Três horizontes diretos de
ataques foram bem delimitados: o Concílio Vaticano II, a Teologia da Libertação
e o papa Francisco. Os ataques são desiguais e combinados. A depender do
momento e contexto, a virulência torna-se maior. Neste momento (2022-2023) as
baterias se voltam contra o Papa Francisco e o projeto de sinodalidade. Para
melhores esclarecimentos sobre o termo "Sinodalidade", recomendo o
breve livro: "Sinodalidade: tarefa de todos" de Dom Pedro Carlos
Cipolini (editora Paulus, 2021).
O Vaticano II seria origem da
Sinodalidade e a eleição do papa Francisco seria a realização perfeita da
"conspiração" moderna dentro da Igreja, segundo essa direita
católica. Nota-se de cara que a paranoia e teorias da conspiração são crenças
constantes que povoam a mente deles. A eleição de Lula, então... Vira delírio
apocalíptico. Toda essa situação parece até "irracional" (sentido
dado por Lukács no monumental livro: "A destruição da razão") mas não
é bem assim. Tem uma racionalidade subterrânea em tudo que a direita católica brasileira
faz e pensa.
Atacar o Concílio Vaticano II
e sua consequência direta que é o papado de Francisco tem uma lógica nos
projetos desta direita atuante nos nossos dias. A fragilidade argumentativa
deles perante o mundo moderno é visível em tudo que fazem. O medo de coisas
como "relativismo", "feminismo", "socialismo",
"ambientalismo", "educação sexual", "diálogo
interreligioso" ou "igreja democrática" chega a ser digno de
pena. Parecem "montanhas a parirem ratinhos". A saída é sempre
recorrer a figura do diabo como categoria explicativa. Aqui mora o ponto fraco
e o sectarismo de toda a direita
católica. Recuperam uma "teologia do diabo" completamente anacrônica
e carente de fundamentação histórico.
A referência teológica básica
que usamos neste momento é um breve e rigoroso livro do teólogo Karl Rahner
intitulado: "O cristão do futuro" publicado pela Fonte editorial. O
livro tem quatro ensaios todos publicados nos anos 60 durante e depois do
Concílio Vaticano II. Os títulos dos quatro textos que fazem o livro são
bastantes sugestivos: "A Igreja que muda", "Situação ética numa
perspectiva ecumênica", "Os limites da Igreja: contra o triunfalismo
clerical e leigos derrotistas" e "O ensino do Concílio Vaticano II sobre
a Igreja e a realidade futura da vida cristã". Como percebemos, ensaios
bastante atuais e bem ao estilo de Rahner. Nem será preciso dizer e fundamentar
porque Karl Rahner e sua teologia são odiados pela direita católica atual.
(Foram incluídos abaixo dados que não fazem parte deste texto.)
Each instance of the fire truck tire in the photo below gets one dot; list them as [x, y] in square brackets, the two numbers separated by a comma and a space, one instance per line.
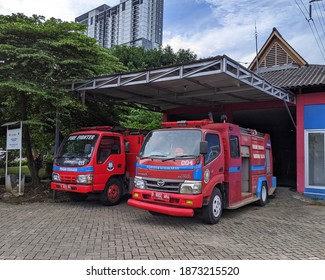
[112, 193]
[77, 196]
[212, 212]
[263, 199]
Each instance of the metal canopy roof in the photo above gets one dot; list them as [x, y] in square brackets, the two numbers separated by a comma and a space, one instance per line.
[215, 81]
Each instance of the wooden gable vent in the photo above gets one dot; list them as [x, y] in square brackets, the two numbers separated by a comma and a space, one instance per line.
[276, 56]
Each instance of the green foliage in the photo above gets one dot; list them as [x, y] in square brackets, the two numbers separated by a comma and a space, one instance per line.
[138, 58]
[38, 60]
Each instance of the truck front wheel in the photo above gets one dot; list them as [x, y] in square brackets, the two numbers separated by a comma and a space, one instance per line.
[112, 193]
[77, 196]
[213, 211]
[264, 194]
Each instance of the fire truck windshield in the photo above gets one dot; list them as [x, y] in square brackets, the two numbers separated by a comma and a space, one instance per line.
[171, 143]
[76, 150]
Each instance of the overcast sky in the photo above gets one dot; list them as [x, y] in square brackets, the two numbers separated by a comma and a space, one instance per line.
[212, 27]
O ódio da vez dessa gente é o
projeto de "Sinodalidade". Para essa direita, a convocação de um
sínodo pelo Papa Francisco é uma “afronta à tradição". É mais uma
"tática modernista" para entregar a Igreja ao mundo. Primário tudo
isto. Um recuo histórico-teológico, podemos ver o primeiro grande projeto
sinodal na primeira igreja dos Apóstolos/Apóstolas. Seria cobrar demais desta
direita católica saber da primeira Igreja ou da teologia que a fundamenta. A
indigência teológica de toda essa gente é notória e vergonhosa. Não passa de
puro suco de fundamentalismos.
Para exemplificar a paranoia
da vez contra a "Sinodalidade". O tal do Bernardo Kuster está em Roma
fazendo o que chama de "cobertura" dos primeiros momentos do Sínodo
para o seu canal e para "orientação" de seus seguidores bem ao "estilo
Olavo de Carvalho". A primeira deprimente live é intitulada: "DIRETO
DE ROMA: O ecumenismo invade a Vigília no Vaticano". A "tese"
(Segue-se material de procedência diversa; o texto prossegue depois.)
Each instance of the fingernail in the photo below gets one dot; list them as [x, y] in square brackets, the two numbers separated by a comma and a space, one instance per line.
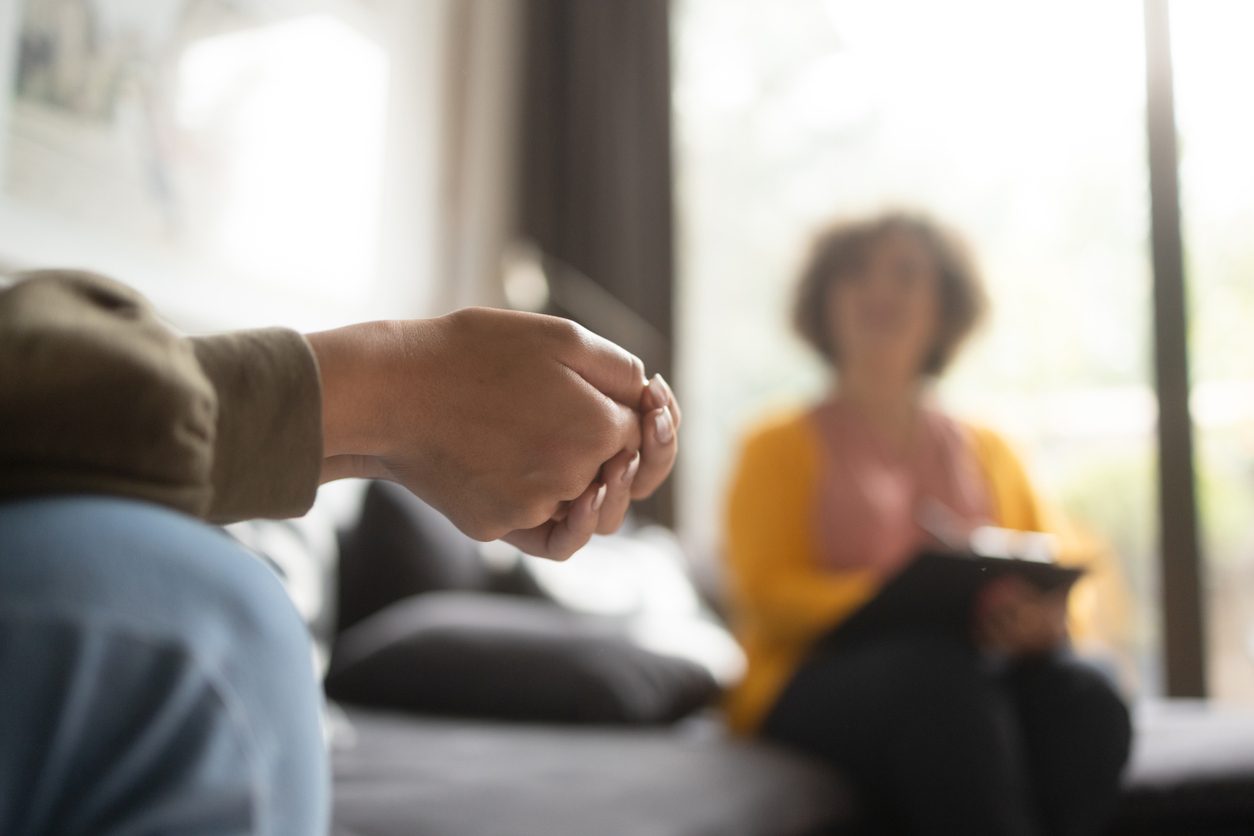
[665, 431]
[658, 389]
[632, 466]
dele é que a Teologia da Libertação tem como objetivo "sequestrar o
Sínodo". Tá tudo lá. Nos 17 minutos da sofrível live vemos toda uma
paranoia sobre o que chama de "bastidores do Sínodo". Triste saber
que milhares de católicos seguem isto. Lamentável, mas real. Faz parte desta
nova e triste face do catolicismo no Brasil.